Друзья смотрели на него, ничего не понимая: какой мир?
– По «Голосу Америки» уже все расписали, – сообщил Федор Харитонович, кивнув в сторону радиолы, – говорят, бугульминцы восстали против советской власти! Оят, оят!
Друзья так и сели: по «голосу»?! О Бугульме?! И такая гордость их вдруг обуяла – как будто в космос улетели!

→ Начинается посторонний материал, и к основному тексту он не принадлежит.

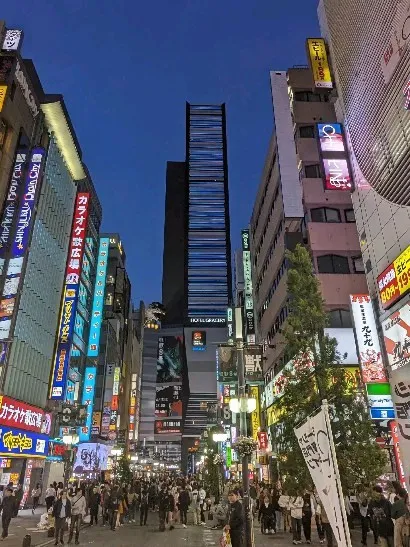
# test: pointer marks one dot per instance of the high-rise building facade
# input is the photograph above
(368, 46)
(209, 283)
(295, 204)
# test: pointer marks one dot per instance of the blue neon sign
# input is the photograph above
(98, 301)
(88, 400)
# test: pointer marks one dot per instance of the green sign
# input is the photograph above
(378, 389)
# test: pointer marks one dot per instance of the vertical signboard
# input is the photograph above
(24, 220)
(10, 205)
(248, 300)
(70, 297)
(229, 324)
(367, 339)
(396, 331)
(88, 400)
(255, 415)
(319, 63)
(98, 301)
(114, 399)
(133, 408)
(334, 157)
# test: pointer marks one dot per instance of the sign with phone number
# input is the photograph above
(394, 281)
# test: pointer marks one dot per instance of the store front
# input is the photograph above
(24, 439)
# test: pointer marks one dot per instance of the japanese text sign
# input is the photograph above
(71, 291)
(253, 363)
(22, 443)
(25, 217)
(319, 63)
(98, 301)
(20, 415)
(394, 281)
(367, 339)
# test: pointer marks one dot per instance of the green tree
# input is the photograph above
(317, 373)
(123, 470)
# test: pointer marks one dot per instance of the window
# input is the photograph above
(307, 132)
(332, 264)
(349, 214)
(340, 319)
(309, 96)
(358, 264)
(325, 214)
(313, 171)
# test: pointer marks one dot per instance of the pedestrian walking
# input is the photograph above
(266, 517)
(283, 502)
(35, 494)
(162, 507)
(295, 506)
(195, 505)
(307, 513)
(236, 522)
(184, 501)
(381, 516)
(8, 512)
(93, 505)
(132, 503)
(61, 512)
(398, 513)
(50, 496)
(18, 496)
(78, 509)
(144, 505)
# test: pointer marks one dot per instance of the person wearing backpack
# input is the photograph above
(380, 513)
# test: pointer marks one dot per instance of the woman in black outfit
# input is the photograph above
(307, 512)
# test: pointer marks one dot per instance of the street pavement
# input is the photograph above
(132, 534)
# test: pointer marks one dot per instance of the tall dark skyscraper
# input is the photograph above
(196, 282)
(175, 238)
(208, 264)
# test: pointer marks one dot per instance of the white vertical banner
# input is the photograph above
(316, 442)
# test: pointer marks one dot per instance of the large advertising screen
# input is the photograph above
(170, 359)
(20, 219)
(394, 281)
(168, 401)
(337, 174)
(91, 457)
(71, 290)
(319, 63)
(331, 137)
(162, 427)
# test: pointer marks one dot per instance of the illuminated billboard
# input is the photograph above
(367, 339)
(337, 174)
(331, 137)
(70, 297)
(3, 92)
(394, 281)
(16, 228)
(249, 314)
(90, 378)
(319, 63)
(98, 301)
(169, 360)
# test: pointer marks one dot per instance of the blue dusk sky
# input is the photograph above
(127, 67)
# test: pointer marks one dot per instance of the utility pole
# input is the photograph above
(243, 425)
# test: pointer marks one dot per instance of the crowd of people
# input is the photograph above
(173, 498)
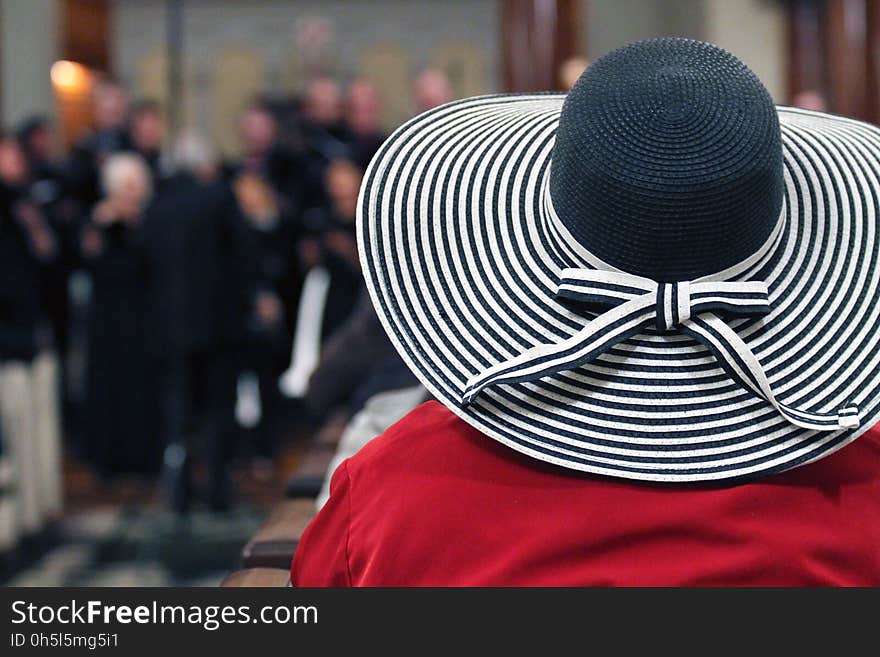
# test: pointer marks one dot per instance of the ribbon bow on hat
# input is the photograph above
(636, 303)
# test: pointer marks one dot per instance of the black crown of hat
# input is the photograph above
(668, 160)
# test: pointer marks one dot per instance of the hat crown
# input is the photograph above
(668, 160)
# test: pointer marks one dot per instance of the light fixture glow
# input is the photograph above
(68, 76)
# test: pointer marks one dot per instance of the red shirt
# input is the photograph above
(434, 502)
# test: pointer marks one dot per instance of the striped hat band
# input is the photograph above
(546, 337)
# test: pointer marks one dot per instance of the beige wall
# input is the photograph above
(753, 30)
(248, 45)
(29, 42)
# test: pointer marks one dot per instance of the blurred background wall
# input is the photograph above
(234, 49)
(29, 45)
(820, 53)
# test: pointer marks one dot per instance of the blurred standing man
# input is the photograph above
(146, 133)
(200, 291)
(362, 115)
(431, 89)
(266, 157)
(109, 114)
(325, 134)
(28, 375)
(120, 402)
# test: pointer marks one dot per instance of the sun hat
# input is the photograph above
(657, 276)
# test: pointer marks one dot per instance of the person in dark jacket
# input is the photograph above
(326, 137)
(146, 132)
(362, 114)
(109, 135)
(27, 246)
(120, 403)
(274, 234)
(199, 293)
(265, 155)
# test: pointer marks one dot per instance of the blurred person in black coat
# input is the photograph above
(27, 247)
(109, 135)
(146, 132)
(326, 137)
(201, 290)
(431, 88)
(120, 435)
(274, 232)
(264, 155)
(47, 191)
(363, 118)
(329, 241)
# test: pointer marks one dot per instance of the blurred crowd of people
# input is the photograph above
(157, 291)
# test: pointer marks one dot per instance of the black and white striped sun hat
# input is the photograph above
(658, 276)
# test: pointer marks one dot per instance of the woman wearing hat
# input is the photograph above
(648, 311)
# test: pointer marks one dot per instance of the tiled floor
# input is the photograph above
(120, 534)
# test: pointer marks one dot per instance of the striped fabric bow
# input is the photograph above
(637, 302)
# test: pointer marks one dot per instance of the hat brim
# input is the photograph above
(461, 258)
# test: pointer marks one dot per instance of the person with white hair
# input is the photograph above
(119, 437)
(199, 295)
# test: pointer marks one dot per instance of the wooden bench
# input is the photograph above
(308, 478)
(275, 542)
(262, 577)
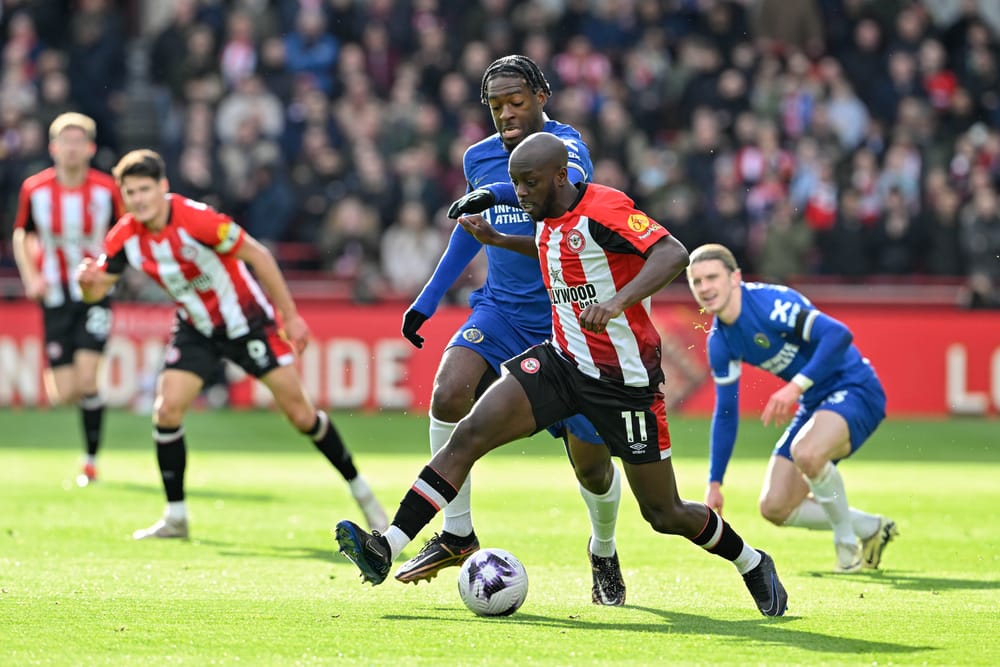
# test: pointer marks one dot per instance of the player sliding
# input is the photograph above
(200, 257)
(601, 261)
(833, 397)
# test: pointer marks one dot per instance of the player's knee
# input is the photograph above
(666, 519)
(451, 401)
(809, 461)
(595, 477)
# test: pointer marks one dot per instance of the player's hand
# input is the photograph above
(88, 274)
(297, 332)
(36, 287)
(481, 230)
(713, 497)
(473, 202)
(782, 405)
(596, 316)
(412, 321)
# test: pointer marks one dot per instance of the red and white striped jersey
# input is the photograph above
(194, 259)
(587, 255)
(70, 223)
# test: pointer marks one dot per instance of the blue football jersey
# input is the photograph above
(514, 281)
(774, 332)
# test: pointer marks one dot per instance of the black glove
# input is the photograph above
(412, 321)
(476, 201)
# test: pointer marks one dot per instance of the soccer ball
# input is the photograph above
(493, 582)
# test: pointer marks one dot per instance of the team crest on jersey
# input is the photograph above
(638, 223)
(473, 335)
(575, 241)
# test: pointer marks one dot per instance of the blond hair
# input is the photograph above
(73, 119)
(714, 251)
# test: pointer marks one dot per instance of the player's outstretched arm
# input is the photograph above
(487, 234)
(269, 275)
(94, 281)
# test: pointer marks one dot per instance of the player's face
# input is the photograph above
(713, 284)
(516, 111)
(72, 148)
(535, 189)
(146, 199)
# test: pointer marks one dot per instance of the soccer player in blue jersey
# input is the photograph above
(510, 313)
(832, 402)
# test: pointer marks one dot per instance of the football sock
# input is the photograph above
(719, 538)
(327, 440)
(809, 514)
(171, 454)
(429, 493)
(92, 413)
(603, 511)
(828, 490)
(458, 513)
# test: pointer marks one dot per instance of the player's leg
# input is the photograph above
(655, 489)
(86, 364)
(460, 375)
(600, 486)
(825, 438)
(504, 414)
(176, 389)
(290, 396)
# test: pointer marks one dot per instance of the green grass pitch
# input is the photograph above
(259, 582)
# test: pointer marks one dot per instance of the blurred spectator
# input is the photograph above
(410, 249)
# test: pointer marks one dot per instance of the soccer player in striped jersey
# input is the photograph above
(832, 401)
(601, 260)
(62, 216)
(510, 313)
(201, 258)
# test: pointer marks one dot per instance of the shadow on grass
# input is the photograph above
(913, 582)
(210, 494)
(757, 629)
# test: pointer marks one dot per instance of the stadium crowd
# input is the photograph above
(842, 138)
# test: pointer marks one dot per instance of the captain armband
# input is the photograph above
(803, 382)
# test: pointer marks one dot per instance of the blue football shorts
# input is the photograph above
(861, 405)
(491, 334)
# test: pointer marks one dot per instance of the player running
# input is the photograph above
(833, 397)
(601, 261)
(201, 258)
(62, 216)
(510, 313)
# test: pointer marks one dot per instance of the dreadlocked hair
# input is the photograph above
(516, 65)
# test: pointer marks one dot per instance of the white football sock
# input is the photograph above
(397, 540)
(176, 510)
(809, 514)
(603, 511)
(828, 490)
(748, 559)
(457, 513)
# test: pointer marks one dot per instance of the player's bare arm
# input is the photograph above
(25, 248)
(264, 266)
(664, 262)
(95, 282)
(487, 234)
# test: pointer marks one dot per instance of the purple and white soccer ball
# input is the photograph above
(493, 582)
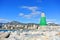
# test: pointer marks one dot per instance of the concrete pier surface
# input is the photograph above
(30, 35)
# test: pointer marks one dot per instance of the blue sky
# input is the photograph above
(28, 11)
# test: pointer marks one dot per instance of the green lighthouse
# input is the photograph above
(43, 20)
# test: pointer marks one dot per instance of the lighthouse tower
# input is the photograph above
(43, 20)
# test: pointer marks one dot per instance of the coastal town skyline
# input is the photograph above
(28, 11)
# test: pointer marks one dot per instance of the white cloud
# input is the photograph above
(32, 8)
(4, 20)
(33, 13)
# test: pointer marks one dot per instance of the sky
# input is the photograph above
(28, 11)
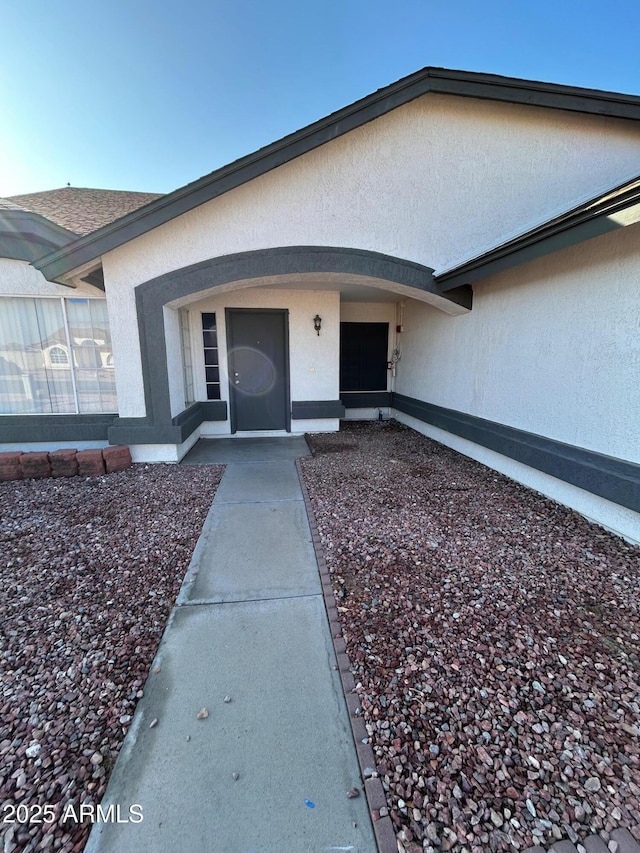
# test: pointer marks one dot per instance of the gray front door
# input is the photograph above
(258, 368)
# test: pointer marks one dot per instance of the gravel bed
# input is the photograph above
(89, 570)
(495, 643)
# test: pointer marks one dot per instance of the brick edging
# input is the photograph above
(374, 792)
(66, 462)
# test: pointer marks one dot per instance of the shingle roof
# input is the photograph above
(82, 210)
(442, 81)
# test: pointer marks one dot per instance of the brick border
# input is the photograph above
(40, 464)
(382, 826)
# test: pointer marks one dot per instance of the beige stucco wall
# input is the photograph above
(552, 347)
(433, 181)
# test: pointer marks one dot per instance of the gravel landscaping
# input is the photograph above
(90, 568)
(495, 643)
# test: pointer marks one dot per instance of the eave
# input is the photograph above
(429, 80)
(606, 212)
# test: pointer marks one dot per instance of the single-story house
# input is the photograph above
(458, 250)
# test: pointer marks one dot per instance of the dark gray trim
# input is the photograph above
(153, 295)
(95, 278)
(307, 409)
(214, 410)
(22, 429)
(366, 399)
(436, 80)
(614, 479)
(583, 222)
(144, 431)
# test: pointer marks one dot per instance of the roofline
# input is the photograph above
(436, 80)
(584, 221)
(29, 236)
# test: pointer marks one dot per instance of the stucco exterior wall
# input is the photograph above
(552, 348)
(433, 182)
(313, 359)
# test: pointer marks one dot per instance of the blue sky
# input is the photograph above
(151, 94)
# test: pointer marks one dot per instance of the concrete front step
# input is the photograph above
(626, 843)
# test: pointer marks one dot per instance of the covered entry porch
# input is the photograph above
(251, 344)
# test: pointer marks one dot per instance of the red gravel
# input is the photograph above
(495, 642)
(89, 571)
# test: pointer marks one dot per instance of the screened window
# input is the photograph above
(55, 357)
(211, 364)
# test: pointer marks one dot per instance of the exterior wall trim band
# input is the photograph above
(614, 479)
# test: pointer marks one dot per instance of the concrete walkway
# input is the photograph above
(269, 768)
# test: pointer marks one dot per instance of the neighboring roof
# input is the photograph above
(436, 80)
(83, 210)
(614, 208)
(27, 236)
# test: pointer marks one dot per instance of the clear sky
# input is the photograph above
(151, 94)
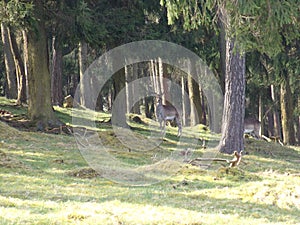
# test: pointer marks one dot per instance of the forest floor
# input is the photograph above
(45, 179)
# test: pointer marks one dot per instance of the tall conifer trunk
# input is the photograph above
(11, 81)
(39, 90)
(232, 137)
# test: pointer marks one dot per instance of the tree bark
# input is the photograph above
(39, 82)
(56, 73)
(277, 125)
(85, 83)
(11, 81)
(232, 132)
(20, 70)
(232, 138)
(287, 118)
(183, 93)
(120, 111)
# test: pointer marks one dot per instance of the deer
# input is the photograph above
(166, 113)
(252, 127)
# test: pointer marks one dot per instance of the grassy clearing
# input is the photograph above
(44, 179)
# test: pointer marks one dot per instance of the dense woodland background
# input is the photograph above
(47, 45)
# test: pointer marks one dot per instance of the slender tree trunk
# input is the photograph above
(232, 138)
(85, 83)
(11, 81)
(39, 82)
(287, 118)
(20, 70)
(137, 69)
(195, 104)
(183, 93)
(261, 114)
(56, 73)
(120, 111)
(298, 120)
(277, 124)
(128, 74)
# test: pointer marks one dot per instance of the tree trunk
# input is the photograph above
(183, 93)
(232, 138)
(56, 73)
(20, 70)
(11, 81)
(287, 118)
(85, 83)
(276, 119)
(261, 114)
(128, 70)
(137, 69)
(298, 120)
(39, 107)
(119, 113)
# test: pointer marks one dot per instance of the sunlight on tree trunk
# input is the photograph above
(232, 138)
(39, 108)
(11, 82)
(287, 112)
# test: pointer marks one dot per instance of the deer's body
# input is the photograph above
(166, 113)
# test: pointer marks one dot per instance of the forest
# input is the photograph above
(121, 94)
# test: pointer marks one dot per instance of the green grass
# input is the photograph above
(44, 179)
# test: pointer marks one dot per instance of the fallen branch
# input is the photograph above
(232, 163)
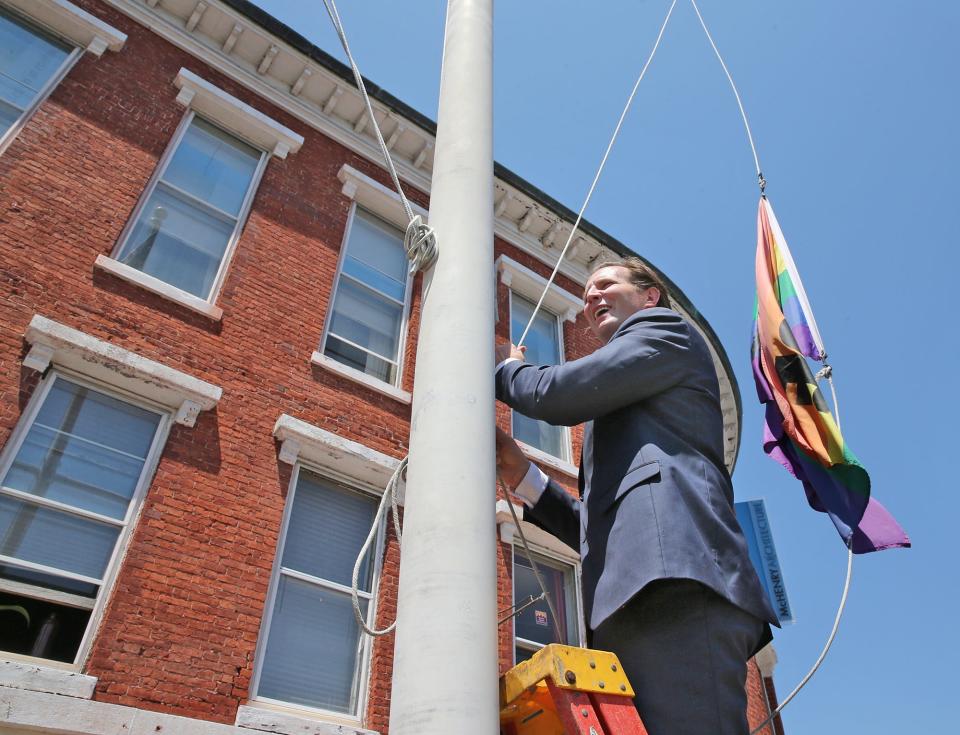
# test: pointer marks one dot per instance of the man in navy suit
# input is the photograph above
(667, 581)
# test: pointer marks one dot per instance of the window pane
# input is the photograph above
(48, 581)
(311, 656)
(543, 348)
(47, 630)
(534, 623)
(54, 538)
(178, 243)
(364, 318)
(360, 360)
(28, 58)
(328, 525)
(213, 166)
(85, 449)
(376, 257)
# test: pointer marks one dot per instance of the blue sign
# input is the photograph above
(752, 515)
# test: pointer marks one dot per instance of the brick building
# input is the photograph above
(207, 348)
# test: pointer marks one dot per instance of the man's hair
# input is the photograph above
(641, 275)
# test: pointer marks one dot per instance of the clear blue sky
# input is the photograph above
(854, 109)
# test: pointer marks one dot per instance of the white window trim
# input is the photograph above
(541, 457)
(358, 467)
(375, 197)
(334, 456)
(205, 306)
(530, 285)
(542, 544)
(129, 522)
(71, 23)
(19, 674)
(52, 342)
(345, 371)
(268, 717)
(14, 130)
(353, 190)
(561, 463)
(155, 285)
(235, 116)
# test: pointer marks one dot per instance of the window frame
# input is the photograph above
(365, 644)
(158, 285)
(553, 559)
(361, 376)
(7, 138)
(565, 438)
(134, 507)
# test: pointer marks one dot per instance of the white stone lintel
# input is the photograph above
(161, 288)
(121, 368)
(530, 285)
(30, 711)
(536, 537)
(326, 450)
(263, 719)
(73, 23)
(375, 197)
(234, 115)
(22, 675)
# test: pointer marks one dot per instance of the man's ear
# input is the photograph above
(652, 297)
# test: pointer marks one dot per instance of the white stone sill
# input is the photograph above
(267, 718)
(20, 674)
(155, 285)
(541, 457)
(321, 360)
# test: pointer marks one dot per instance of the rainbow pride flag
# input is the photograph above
(800, 432)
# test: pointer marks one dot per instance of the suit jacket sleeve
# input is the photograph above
(558, 513)
(650, 353)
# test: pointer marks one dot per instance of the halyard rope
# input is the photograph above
(419, 239)
(826, 372)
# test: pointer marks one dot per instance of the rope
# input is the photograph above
(419, 239)
(823, 653)
(825, 372)
(420, 243)
(596, 178)
(756, 160)
(389, 493)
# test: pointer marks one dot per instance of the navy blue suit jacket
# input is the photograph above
(656, 498)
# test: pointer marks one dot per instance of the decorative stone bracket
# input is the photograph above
(327, 451)
(57, 344)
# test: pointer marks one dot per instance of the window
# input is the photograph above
(31, 62)
(71, 484)
(543, 344)
(366, 323)
(185, 230)
(312, 653)
(533, 628)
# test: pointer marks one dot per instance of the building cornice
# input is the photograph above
(259, 52)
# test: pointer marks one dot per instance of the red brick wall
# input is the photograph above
(180, 630)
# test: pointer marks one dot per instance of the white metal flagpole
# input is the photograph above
(445, 657)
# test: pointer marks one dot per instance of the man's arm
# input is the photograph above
(650, 354)
(550, 506)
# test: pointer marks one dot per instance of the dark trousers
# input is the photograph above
(684, 649)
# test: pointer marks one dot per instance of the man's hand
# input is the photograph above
(504, 351)
(512, 465)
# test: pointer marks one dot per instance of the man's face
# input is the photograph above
(610, 297)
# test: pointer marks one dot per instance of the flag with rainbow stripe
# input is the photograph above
(799, 431)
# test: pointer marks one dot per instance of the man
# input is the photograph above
(667, 581)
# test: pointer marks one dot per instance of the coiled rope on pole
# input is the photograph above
(419, 239)
(420, 243)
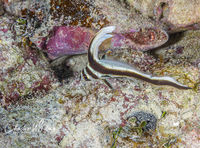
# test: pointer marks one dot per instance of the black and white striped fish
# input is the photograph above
(104, 68)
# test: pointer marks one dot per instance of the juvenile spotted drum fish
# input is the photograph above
(106, 68)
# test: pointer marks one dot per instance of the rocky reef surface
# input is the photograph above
(43, 48)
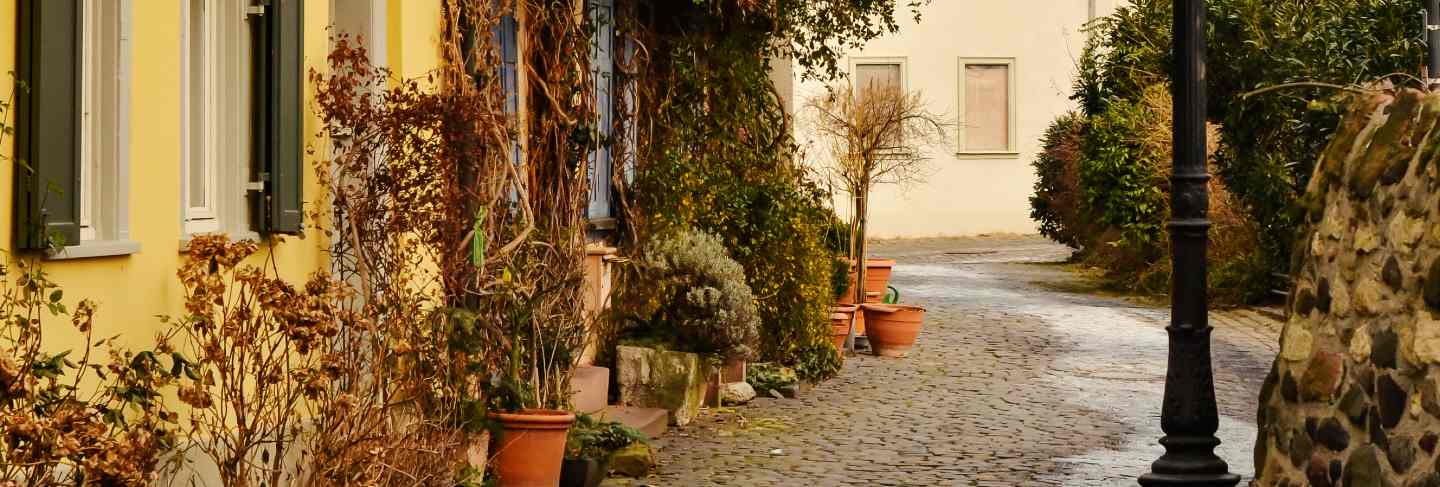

Странным образом примерно такое же чувство охватило многих бугульминцев, особенно молодых, узнавших, что о беспорядках на стадионе рассказал «Голос Америки»: надо же, в самой Америке об их городе узнали! И не важно было, что там, по «голосу», рассказывали не о том, как белобрысый попал по голове вратарю, а о восстании масс, о политике (сюда и драку на танцах приплели), – сам факт упоминания будоражил и как бы приподнимал людей в их собственных глазах.
Но потом, погордившись, кое-кто (Горка в том числе) стал хмыкать про себя и задаваться вопросом: а как узнали? Да так быстро, буквально через полчаса-час после случившегося? Кто-то же, значит, сообщил? Как, кому? И все стало выглядеть немножко иначе. Горка, во всяком случае, тут же вспомнил и про шпиона Кларка из романа «Над Тиссой», которого вычислили по загривку, и про поджигателей из толстенного романа Шпанова (который он так и не осилил), – не всё, выходит, сочиняли?
Власти, судя по резкому приросту в городе числа черных автомобилей и серии прошедших на предприятиях собраний трудовых коллективов, искали ответы на те же вопросы. Нашли или нет, горожанам осталось неизвестным, да было уже и неинтересным: через день после заварухи по Бугульме пошла гулять байка, как один из казанских футболистов пробежал, спасаясь, через весь город. «Прикинь! – с восторгом и смехом рассказывали друг другу. – через весь город, как был, – в трусах! Так перетрухал!» Переключились, словом. Легко и просто.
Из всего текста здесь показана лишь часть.